MERIGOMISH - It took 75 years for Harriet Jenereaux to meet her father, but it was worth the wait.
The Merigomish resident, who was born in Prince Edward Island and taught for years in Cape Breton, was a recent recipient of Wish of a Lifetime that allowed her and her husband Keith to travel to his grave at a Canadian war cemetery in Groesbeek, Netherlands.
During the Second World War, Harriet’s father, Edison Alexander Smith, was a sergeant in the Canadian Army’s infantry regiment known as the North Nova Scotia Highlanders. In the spring of 1941, he left for the war while Harriet’s mother was pregnant, and was killed in battle crossing the Rhine in Holland on March 25, 1945.
Harriet said she always lived by the Psalm verse, “Take delight in the Lord and he will give you the desires of your heart,” and the words rang true with this trip.
“It has always been a desire in my heart to go to my dad’s grave,” she said, adding that it was too painful for her family to speak of her father after his death so she grew up knowing little about him, but still felt a connection.
When her husband Keith was in the army, he would try to be transferred to Germany so they could be close enough to visit the grave, but he never got to live there.
It wasn’t until the couple was watching a television news feature that she learned of Wish of a Lifetime that grants wishes to seniors.
“I said to Keith, ‘I wonder if they would accept mine? It is probably awful expensive.’”
To which her husband replied, “we won’t know until we try.”

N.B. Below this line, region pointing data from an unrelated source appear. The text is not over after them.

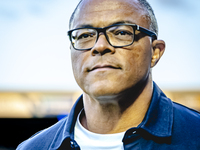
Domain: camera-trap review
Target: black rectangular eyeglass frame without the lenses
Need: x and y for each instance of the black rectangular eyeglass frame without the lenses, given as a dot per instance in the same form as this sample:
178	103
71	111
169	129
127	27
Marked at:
103	30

Wish of a Lifetime partnered with Philips Lifeline Canada to give the couple a trip they would not forget.
“We walked up the row and I got down on my knees and I was crying. I talked to him and told him he would be proud of my brother and that he had eight wonderful grandchildren and great-grandchildren.”
A third organization, A Face for Every Grave, helped make the trip even more special by arranging to have Smith’s face placed on his grave as well as organizing a memorial service at the site.
Harriet said she experienced so many things and learned so much about her father, including standing on the exact spot where he died in battle, helping others escape gunfire.
Smith and his regiment landed on Juno Beach on D-Day, where he was wounded, but not fatally. Harriet said her father and her mother’s brother, Private Ralph Boulter, were killed in the same battle. He is credited with saving the life of Major David Dickson when he covered his body and protected the major from gunfire.
“Every time he went to Holland he always visited dad’s grave,” she said of Dickson.
Now that her wish of a lifetime has been fulfilled, Harriett says there is only one more thing left on her bucket list.
“Heaven is the next stop,” she said with a laugh. “That is the last thing on my bucket list.”